And the poison darts from a blowgun hitting the spectator standing next to you at a sporting event just MIGHT have been intended for you. After all, who gave you those tickets? Koch Industries has discreet channels through which you may report an under-performing supervisor. In fact, we encourage snitching. But, if you had the bad judgment to blurt out to your supervisor, “It’s HF acid that dissolves bone, you idiot, not HCL,” then you might ought to consider a hasty retreat before your next performance review.
4)
You
make money your first priority.
So, if you’re really not into your job, then you’ll quickly realize you aren’t making nearly enough money to compensate for the personal risk and increased stress. And once it becomes clear that longevity is not a given, the salary becomes a moot point. A high salary is not a benefit unless you live long enough to enjoy it. So if you’re not enjoying your job, get the hell out.
5)
You
got drunk at the Christmas party and insulted Mr. Koch in front of his
women.
You…are…dead! That
goes without saying, and in all likelihood you’d never make it out of the party
alive. But, let’s say that the slight wasn’t really that bad. Perhaps you
second-guessed his style of tie, or maybe casually joked about his golf score.

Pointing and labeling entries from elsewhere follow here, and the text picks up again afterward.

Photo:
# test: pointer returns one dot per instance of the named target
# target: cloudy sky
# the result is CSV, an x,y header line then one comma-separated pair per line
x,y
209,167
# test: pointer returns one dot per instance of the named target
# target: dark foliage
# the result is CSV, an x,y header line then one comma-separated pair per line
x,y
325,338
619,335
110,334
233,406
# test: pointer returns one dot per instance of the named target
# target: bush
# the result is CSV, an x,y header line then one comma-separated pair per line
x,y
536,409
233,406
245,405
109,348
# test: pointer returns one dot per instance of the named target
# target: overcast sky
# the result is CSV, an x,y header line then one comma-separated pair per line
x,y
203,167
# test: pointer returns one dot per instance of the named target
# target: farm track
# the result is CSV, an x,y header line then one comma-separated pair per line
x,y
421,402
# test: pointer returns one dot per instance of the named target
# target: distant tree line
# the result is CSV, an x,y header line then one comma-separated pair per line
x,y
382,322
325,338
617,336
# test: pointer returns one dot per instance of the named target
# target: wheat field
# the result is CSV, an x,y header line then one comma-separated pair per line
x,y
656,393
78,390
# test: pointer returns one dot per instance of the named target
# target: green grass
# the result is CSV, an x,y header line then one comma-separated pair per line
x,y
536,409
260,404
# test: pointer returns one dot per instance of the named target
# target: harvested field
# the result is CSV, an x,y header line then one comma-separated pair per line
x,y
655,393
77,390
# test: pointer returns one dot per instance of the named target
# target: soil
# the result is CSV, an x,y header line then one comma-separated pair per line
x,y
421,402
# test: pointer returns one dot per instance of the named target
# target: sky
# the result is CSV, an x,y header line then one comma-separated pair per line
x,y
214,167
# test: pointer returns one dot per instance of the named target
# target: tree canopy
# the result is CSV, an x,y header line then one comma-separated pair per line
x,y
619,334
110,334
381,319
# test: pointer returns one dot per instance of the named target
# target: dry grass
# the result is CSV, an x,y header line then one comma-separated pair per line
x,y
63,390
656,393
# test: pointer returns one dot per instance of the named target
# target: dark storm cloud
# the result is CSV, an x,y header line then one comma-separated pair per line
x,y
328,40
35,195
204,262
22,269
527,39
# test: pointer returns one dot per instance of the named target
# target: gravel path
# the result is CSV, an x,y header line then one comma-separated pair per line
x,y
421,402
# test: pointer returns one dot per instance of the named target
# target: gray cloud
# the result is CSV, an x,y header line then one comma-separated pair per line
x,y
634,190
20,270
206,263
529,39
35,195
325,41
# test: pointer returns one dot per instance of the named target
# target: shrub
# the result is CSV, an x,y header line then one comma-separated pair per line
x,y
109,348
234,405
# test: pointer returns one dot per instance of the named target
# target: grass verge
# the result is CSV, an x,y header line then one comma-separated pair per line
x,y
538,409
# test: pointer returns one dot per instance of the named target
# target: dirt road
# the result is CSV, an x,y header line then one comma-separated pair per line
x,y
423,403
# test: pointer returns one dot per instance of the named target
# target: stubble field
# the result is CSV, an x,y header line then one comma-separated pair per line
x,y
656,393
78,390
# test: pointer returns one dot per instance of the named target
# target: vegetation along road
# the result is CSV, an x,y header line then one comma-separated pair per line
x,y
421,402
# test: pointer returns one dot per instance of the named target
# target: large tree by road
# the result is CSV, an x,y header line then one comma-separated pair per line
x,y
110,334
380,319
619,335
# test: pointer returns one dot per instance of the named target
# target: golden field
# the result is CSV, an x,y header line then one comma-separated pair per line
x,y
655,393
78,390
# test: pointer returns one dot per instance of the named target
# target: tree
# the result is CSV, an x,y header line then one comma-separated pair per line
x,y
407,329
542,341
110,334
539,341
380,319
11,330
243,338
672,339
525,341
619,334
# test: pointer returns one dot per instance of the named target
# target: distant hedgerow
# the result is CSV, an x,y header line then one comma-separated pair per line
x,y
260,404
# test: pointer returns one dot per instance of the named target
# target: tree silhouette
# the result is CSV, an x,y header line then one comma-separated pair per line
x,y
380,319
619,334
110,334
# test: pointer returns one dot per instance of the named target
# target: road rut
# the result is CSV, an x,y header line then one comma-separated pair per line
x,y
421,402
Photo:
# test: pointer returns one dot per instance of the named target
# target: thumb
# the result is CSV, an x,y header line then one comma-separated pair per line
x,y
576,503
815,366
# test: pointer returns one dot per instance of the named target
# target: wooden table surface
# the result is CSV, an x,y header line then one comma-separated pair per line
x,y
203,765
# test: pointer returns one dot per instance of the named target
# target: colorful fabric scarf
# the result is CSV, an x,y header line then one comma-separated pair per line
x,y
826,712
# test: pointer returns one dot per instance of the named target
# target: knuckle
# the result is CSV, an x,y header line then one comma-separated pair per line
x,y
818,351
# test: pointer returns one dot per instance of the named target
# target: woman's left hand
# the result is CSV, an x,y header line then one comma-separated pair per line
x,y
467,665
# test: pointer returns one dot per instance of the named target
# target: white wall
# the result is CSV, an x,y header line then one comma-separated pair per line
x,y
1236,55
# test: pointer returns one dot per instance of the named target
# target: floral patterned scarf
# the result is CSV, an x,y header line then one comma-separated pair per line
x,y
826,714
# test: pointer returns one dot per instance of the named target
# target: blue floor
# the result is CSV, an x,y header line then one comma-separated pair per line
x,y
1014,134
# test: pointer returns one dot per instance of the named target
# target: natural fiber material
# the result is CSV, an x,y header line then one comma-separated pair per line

You didn’t really think he’d let that go, did you? Oh, no, the first thing you
should realize is that Mr. Koch is most likely bidding his time, waiting
for the perfect set of circumstances to off you in a bizarre and spectacular
way while accomplishing any number of nefarious deeds.
He certainly does like getting the most mileage out of his minions, so before you succumb to one of his many maniacal mousetraps, discreetly resign and fake your own death. That’s not to say Mr. Koch wouldn’t want to resurrect you and make you part of his new zombie workforce, randomly throwing holy water on you just to watch you writhe in pain. So you might ought select a surrogate minion to take the fall for you. Since zombies all look alike, you just might get away. Be sure and pick someone too stupid to know when to quit. Who knows, even if Mr. Koch discovers the duplicity and gets over being pissed off, he just might see your resourcefulness and management potential and promote you. He can always kill you later. Meanwhile, enjoy the additional benefits. You deserve them.